If not I'll use it as a source of spare parts for other Elgins I have that use the same movement.

sellers pics




























Here is a picture of the Elgin movement used. I seem to recall reading that this was the smallest electro-mechanical watch movement ever mass produced.










:rltb:


----------



## Silver Hawk (Dec 2, 2003)

Oh bu**er...I was bidding against you. :taz:  :sadwalk:


----------



## JonW (Mar 23, 2005)

Well as BT said... 'Its good to talk...'


----------



## watchnutz (Jan 18, 2008)

Really unique, Larry. I had seen the listing, was intriqued, but did not know if it was complete. Hearing the history, and being a rare LORD Elgin, I would not use it for parts if it were me. As a collector I think I would keep itas a rather historic piece.

Enjoy it!


----------



## Larry from Calgary (Jun 5, 2006)

Silver Hawk said:


> Oh bu**er...I was bidding against you. :taz:  :sadwalk:


Do you have multiple eBay accounts Paul? :huh:

I looked to see if I knew anybody else that was bidding. :lookaround: If I had known that you were, I *might* have walked away. As it was I won it in the last few seconds. Was that you? :blink:



watchnutz said:


> Really unique, Larry. I had seen the listing, was intriqued, but did not know if it was complete. Hearing the history, and being a rare LORD Elgin, I would not use it for parts if it were me. As a collector I think I would keep it as a rather historic piece.
> 
> Enjoy it!


I will.....thanks Bill!

You have raised an interesting question. Do you have watches in your collection that aren't running but are kept for display only?
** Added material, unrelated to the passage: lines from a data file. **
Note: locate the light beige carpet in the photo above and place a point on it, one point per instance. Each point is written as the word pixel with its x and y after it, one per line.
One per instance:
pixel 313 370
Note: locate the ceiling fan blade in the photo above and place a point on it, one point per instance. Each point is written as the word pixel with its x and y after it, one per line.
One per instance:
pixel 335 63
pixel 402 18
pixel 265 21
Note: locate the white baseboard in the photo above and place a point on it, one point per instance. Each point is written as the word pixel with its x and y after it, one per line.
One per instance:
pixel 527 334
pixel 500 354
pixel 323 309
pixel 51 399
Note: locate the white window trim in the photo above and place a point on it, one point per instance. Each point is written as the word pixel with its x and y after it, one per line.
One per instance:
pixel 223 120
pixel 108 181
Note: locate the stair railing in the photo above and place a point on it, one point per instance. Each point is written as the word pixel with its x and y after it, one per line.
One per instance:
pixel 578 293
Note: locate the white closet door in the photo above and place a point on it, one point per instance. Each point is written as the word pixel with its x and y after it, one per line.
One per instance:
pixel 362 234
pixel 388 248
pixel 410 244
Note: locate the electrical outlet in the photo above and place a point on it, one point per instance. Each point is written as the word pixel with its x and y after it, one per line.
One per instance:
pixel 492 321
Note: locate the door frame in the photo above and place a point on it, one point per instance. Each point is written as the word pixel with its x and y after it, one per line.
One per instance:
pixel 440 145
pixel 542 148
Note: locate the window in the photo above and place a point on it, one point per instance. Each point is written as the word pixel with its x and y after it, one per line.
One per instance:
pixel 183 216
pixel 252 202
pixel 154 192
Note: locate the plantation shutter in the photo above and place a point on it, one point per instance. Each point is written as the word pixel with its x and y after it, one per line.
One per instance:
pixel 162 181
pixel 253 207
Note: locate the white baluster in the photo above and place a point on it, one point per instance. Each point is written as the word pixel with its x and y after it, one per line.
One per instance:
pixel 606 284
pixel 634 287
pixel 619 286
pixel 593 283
Part of the reason I purchased it as a non-runner is that I'm hoping that it might be a simple fix to get it running again. If not, it does provide a source of spares for the others if needed. They are rare and parts are nearly impossible to find.

Larry


----------



## watchnutz (Jan 18, 2008)

Larry, I have a couple of non runners kept separate with the intention of someday getting them running again. None are of any great signifigance but are nice enough I would sacrifice another watch to get them going again. Yours just seems to be such an early version and the dial and all is in good shape that I would rather sacrifice another watch rather than this one. Sort of like I would sacrifice some other Hamilton to get a Specta going.

Likewise I like to wear all my watches but I have a couple that have never been worn by anyone and are still in their box. I am really torn about wearing them or not.


----------